The sharing of the thargelos should be at the heart of your ritual after inviting the select gods who are attending. As usual you should invite Hestia, Zeus and Hera. As the guests of honor you would invite Apollon, Artemis, Leto, Themis, Eileithyia, and Aphrodite. And the body of the ritual can contain poems you find or make to the holy twins and their mother. There is actually a fair amount out there both ancient and contemporary for this trio so you shouldn’t have any difficult with that. Music, like most of Apollon’s festivals, is an important contribution.

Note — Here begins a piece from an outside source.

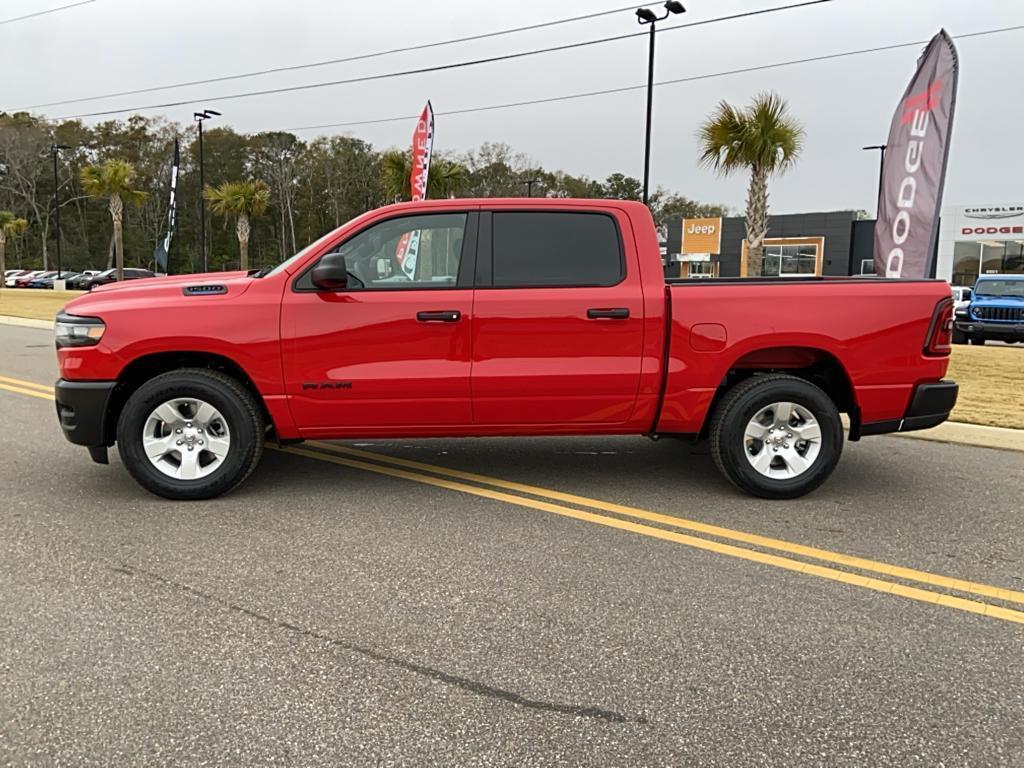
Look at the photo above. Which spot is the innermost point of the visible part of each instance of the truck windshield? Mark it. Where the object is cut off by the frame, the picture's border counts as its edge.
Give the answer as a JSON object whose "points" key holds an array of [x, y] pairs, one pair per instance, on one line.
{"points": [[1000, 288]]}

A charming addition to the ritual for those with families or friends to participate would be to put on a small scale “torch race” in the evening where participants can race with harmless, but merry colored, sparklers in the yard. While this is not an exact copy of the torch races of Delos, I think it is a fun alternative, particularly when children are involved in the games. This is as a fun way to celebrate the festival all leading to the culmination with the labyrinth-inspired Crane Dance around the altar, and the closing of the ritual.